Building strong, prices up

Clader said the home building industry is doing well – "going crazy," although the pandemic pushed prices higher.

In February and March of 2020 plywood prices were $8 a sheet. Now, they're at $32 a sheet, because the lumber mills aren't yet back up to full capacity, Clader said. Steel product prices also are "skyrocketing," he said.

Builders also have had to increase lead time for ordering supplies, considering COVID-19 interruptions.

"We can mitigate things taking a lot longer for the most part," Clader said, "but we don't have any control over pricing."

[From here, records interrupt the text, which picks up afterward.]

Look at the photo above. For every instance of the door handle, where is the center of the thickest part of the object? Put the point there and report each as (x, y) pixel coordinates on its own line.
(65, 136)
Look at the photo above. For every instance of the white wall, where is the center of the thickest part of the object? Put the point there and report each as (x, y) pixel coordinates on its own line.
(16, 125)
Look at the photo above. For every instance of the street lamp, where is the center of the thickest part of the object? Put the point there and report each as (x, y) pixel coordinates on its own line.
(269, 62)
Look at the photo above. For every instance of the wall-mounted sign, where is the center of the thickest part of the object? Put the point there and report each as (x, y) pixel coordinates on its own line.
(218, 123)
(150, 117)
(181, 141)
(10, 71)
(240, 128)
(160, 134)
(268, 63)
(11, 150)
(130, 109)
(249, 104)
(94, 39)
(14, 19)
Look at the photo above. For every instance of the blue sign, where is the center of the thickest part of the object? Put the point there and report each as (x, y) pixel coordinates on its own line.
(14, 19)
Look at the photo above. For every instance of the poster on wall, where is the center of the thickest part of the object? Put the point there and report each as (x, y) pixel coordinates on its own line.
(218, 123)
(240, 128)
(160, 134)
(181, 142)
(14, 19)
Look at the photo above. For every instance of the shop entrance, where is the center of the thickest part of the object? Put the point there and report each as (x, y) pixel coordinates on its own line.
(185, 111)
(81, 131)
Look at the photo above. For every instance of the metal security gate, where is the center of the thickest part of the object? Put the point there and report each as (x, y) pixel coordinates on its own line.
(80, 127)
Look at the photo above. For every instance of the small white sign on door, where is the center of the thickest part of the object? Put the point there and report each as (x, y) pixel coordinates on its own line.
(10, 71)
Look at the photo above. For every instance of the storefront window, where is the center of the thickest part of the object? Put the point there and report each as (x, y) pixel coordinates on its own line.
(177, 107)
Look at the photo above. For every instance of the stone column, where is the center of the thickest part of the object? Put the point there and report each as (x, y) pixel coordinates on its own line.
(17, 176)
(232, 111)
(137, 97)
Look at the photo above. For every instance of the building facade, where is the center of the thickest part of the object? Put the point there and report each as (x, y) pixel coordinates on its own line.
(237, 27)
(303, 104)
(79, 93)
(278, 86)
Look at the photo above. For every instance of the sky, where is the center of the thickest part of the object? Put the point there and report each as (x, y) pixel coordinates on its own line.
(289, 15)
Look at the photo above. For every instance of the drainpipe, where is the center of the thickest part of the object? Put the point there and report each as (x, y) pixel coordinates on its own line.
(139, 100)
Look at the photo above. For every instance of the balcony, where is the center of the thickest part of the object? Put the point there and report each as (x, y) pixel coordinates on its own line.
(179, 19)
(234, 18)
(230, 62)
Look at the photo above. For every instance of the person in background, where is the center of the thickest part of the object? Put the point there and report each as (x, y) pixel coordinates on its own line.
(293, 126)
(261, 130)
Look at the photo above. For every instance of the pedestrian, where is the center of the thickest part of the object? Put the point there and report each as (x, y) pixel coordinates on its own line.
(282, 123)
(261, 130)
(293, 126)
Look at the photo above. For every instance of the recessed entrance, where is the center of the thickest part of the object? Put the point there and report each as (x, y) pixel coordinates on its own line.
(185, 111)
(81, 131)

Here are other trends you can expect to see during the Parades of Homes:

* "I think you're going to continue to see a push with kind of farmhouse style homes. You're going to continue to see a push on painted brick homes," Clader said, adding that homes have been a mix of traditional homes with modern features.

* Clean lines, less trim work and more streamlined countertops and lighting fixtures are popular right now, as are beams in the ceiling, Clader said.

* Hardwood floors are still desired in a majority of homes, and stained cabinets are making a comeback, Clader said.

* Lighting is a mixture of recessed, chandeliers and hanging fixtures that serve as artwork in the room, Hamilton said.

* Everyone has made the transition to LED lights, with Hamilton saying they have many great benefits for energy use.

* Overall energy efficiency has become more important for homes, she added, with people gravitating toward spray foam in the attic and also using what's known as freeze resistant PEX piping.

* Generators were popular even before this year's snowmageddon, with a majority of people requesting them to be tied into the house during construction, Hamilton said.